> However, if you have to wait for the previous block to compress the following ...

spullara · on Aug 24, 2016

So the lossage there is that you don't get to compress and generate that dictionary at the same time. Interesting.

pwg · on Aug 28, 2016

There's no "generating" of a dictionary. The gzip algorithm is based upon the "dictionary" being the last seen 32k bytes of uncompressed data based upon where in the file the compressor is presently working (technically in compression circles it is a 'windowed' algorithm, not a 'dictionary' algorithm). It compresses by finding a repetitive string in that 32k window that matches a string at the current location, and outputting an instruction that says (in effect): "seek backwards in the uncompressed data 200 bytes, then copy 100 bytes from there to here".

So as long as each parallel block has pre-pended the final 32k of the prior block, the output from the compression algorithm will be identical between a straight sequential compression and a pigz parallel compression. Because at byte 0 of the current block, the 32k window of the uncompressed prior block is available to perform matching against, just as if it were running sequentially.

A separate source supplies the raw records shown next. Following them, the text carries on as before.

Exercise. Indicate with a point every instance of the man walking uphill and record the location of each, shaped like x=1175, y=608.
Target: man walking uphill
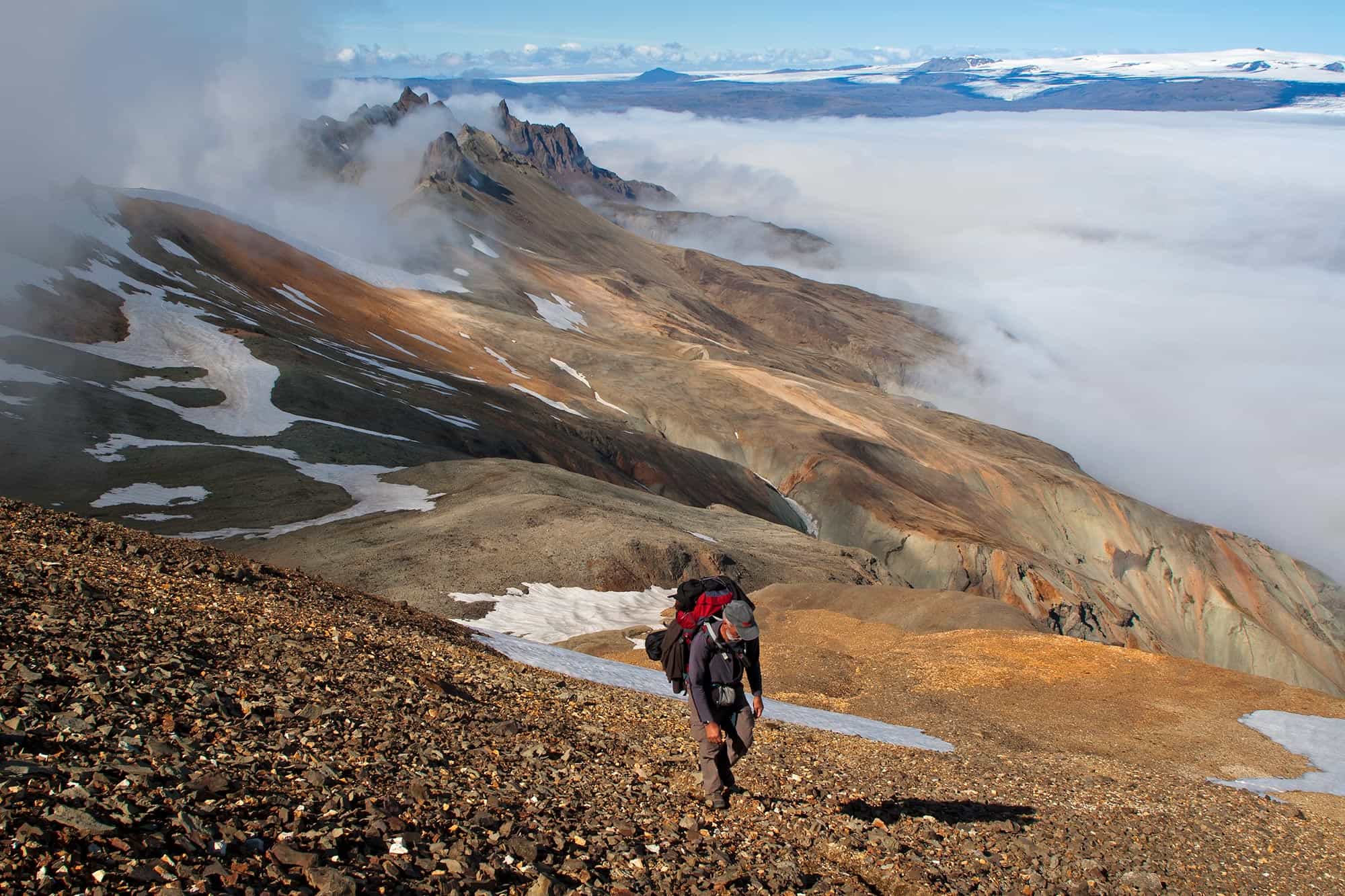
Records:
x=722, y=720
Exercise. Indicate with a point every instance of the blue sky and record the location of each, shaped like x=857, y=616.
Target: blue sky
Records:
x=607, y=34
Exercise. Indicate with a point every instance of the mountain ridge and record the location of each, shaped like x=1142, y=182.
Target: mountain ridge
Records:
x=652, y=368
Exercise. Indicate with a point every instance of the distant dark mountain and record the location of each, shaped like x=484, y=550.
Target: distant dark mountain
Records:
x=953, y=64
x=1227, y=81
x=662, y=76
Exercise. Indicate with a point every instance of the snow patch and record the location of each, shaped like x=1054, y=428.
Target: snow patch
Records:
x=151, y=494
x=560, y=313
x=428, y=342
x=170, y=247
x=462, y=423
x=506, y=364
x=571, y=370
x=551, y=614
x=299, y=299
x=559, y=405
x=809, y=521
x=392, y=345
x=609, y=404
x=361, y=482
x=650, y=681
x=22, y=373
x=1317, y=737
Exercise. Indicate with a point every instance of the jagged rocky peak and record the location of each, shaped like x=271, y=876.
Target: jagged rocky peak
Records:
x=334, y=146
x=558, y=153
x=411, y=100
x=445, y=166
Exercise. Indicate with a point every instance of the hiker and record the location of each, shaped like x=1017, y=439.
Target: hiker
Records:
x=722, y=720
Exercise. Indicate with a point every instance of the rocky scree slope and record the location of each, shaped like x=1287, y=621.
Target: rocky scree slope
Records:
x=184, y=720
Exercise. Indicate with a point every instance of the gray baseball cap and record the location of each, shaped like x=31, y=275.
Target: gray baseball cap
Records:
x=740, y=615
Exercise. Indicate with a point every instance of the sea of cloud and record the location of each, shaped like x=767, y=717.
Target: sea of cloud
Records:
x=1161, y=295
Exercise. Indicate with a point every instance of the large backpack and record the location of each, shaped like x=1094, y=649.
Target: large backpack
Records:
x=697, y=600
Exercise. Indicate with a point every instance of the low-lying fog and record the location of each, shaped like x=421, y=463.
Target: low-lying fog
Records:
x=1174, y=283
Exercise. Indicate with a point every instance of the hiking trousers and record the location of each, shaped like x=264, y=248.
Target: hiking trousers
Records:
x=718, y=760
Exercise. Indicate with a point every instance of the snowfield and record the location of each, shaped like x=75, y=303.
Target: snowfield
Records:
x=153, y=495
x=560, y=313
x=361, y=482
x=609, y=671
x=1317, y=737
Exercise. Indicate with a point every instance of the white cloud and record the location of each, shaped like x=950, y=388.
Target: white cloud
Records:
x=1174, y=300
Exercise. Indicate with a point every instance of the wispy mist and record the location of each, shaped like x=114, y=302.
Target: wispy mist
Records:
x=1174, y=284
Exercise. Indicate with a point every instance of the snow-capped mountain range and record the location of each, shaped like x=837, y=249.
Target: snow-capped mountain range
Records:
x=1247, y=79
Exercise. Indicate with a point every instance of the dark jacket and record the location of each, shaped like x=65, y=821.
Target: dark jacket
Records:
x=714, y=662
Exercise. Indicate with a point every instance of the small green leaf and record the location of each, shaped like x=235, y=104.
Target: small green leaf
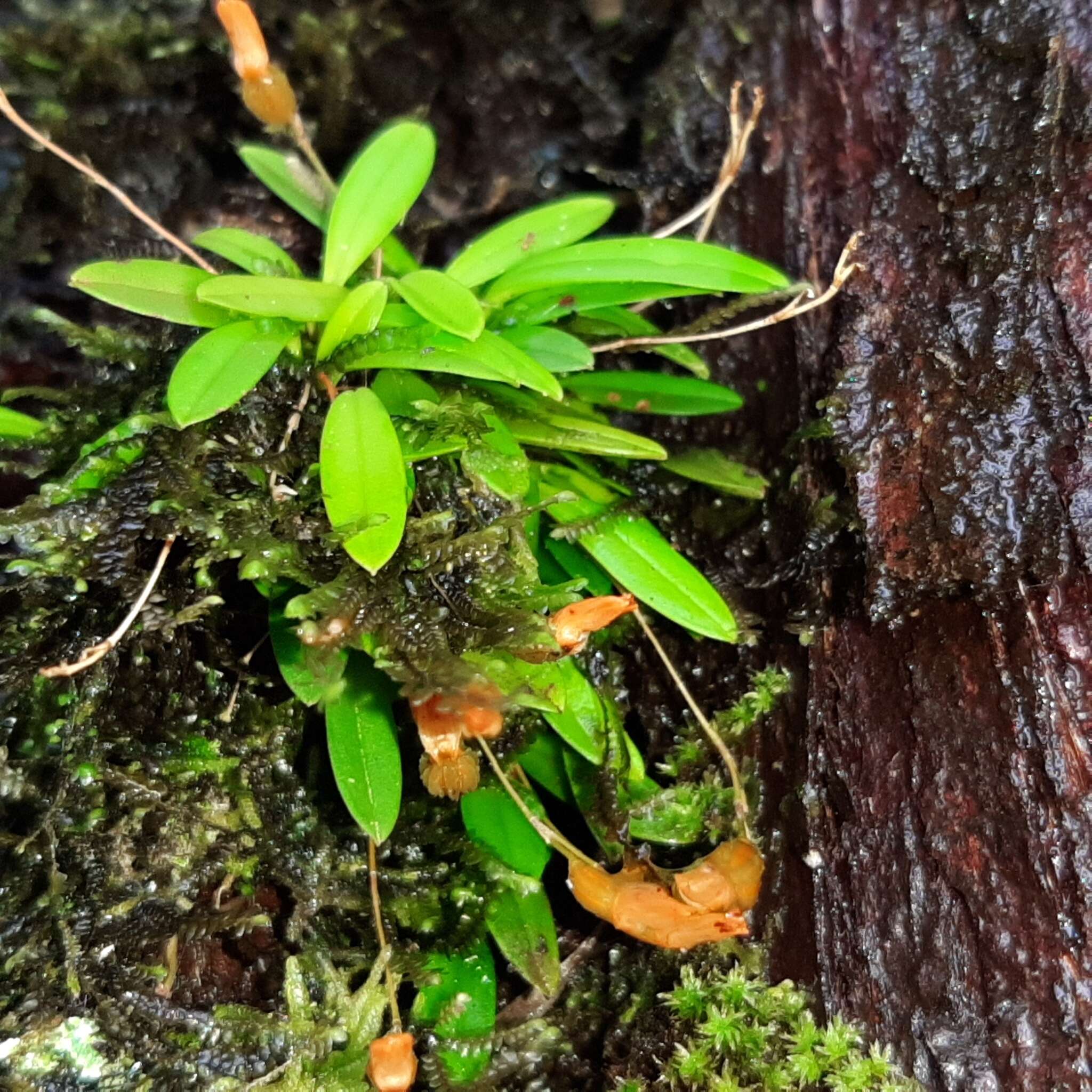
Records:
x=458, y=996
x=364, y=478
x=357, y=314
x=364, y=748
x=556, y=351
x=253, y=253
x=714, y=469
x=222, y=366
x=400, y=390
x=639, y=558
x=498, y=462
x=426, y=359
x=535, y=232
x=522, y=924
x=18, y=426
x=653, y=392
x=290, y=178
x=495, y=824
x=275, y=296
x=439, y=300
x=621, y=322
x=148, y=286
x=398, y=261
x=581, y=724
x=314, y=674
x=579, y=566
x=549, y=305
x=681, y=262
x=543, y=760
x=563, y=433
x=379, y=187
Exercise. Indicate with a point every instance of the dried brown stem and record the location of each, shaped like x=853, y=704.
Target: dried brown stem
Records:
x=93, y=654
x=17, y=119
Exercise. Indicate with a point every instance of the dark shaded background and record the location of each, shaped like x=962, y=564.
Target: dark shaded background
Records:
x=934, y=549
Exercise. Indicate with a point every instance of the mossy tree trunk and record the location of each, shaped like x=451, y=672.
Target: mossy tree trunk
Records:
x=935, y=768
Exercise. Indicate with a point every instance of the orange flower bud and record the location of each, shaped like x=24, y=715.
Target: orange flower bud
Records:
x=249, y=54
x=573, y=625
x=394, y=1066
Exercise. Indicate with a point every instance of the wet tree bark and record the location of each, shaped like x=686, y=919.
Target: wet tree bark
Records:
x=947, y=731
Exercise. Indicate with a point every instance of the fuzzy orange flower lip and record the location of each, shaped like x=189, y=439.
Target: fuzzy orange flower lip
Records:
x=394, y=1065
x=573, y=625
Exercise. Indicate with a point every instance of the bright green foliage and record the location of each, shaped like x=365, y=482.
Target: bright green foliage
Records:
x=253, y=253
x=458, y=998
x=521, y=922
x=652, y=392
x=222, y=366
x=743, y=1033
x=496, y=824
x=148, y=286
x=290, y=178
x=377, y=191
x=714, y=469
x=364, y=483
x=18, y=426
x=520, y=237
x=438, y=299
x=364, y=748
x=356, y=316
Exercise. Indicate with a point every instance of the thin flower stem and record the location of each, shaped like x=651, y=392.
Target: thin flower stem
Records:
x=800, y=305
x=551, y=837
x=304, y=143
x=381, y=935
x=95, y=652
x=711, y=733
x=17, y=119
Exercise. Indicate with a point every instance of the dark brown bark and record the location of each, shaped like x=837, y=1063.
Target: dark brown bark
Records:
x=948, y=777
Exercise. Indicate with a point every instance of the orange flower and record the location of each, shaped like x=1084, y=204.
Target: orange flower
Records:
x=394, y=1065
x=573, y=625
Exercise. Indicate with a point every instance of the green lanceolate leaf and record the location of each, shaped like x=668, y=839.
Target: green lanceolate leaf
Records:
x=543, y=760
x=253, y=253
x=400, y=391
x=563, y=433
x=680, y=262
x=716, y=470
x=581, y=724
x=275, y=296
x=497, y=461
x=363, y=478
x=458, y=997
x=550, y=305
x=652, y=392
x=364, y=747
x=438, y=299
x=495, y=824
x=148, y=286
x=521, y=922
x=398, y=261
x=379, y=187
x=18, y=426
x=639, y=558
x=621, y=322
x=556, y=351
x=535, y=232
x=222, y=366
x=426, y=359
x=312, y=674
x=357, y=314
x=290, y=178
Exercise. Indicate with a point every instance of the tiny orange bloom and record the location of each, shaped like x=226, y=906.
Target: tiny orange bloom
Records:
x=394, y=1065
x=573, y=625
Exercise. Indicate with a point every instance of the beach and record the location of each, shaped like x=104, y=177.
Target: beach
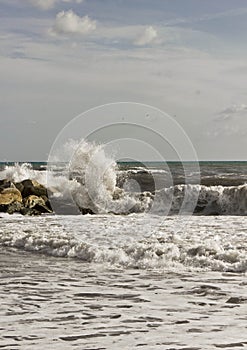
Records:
x=101, y=300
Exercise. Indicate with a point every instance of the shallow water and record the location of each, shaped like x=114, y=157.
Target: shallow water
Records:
x=54, y=295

The only growth from pigz comes from needing to round each parallel compressed block up to a multiple of 8 bits (the huffman codes that are output are bitstrings that don't match with 8-bit byte boundaries). But worst case that is 7 bits per block for each parallel block. Given the performance gains on multiple CPU systems, a few hundred bytes net increase is not likely to matter. If those few hundred bytes did matter, then one should use bzip2 or lzip or xz and get much higher compression ratios (at the expense of much longer time).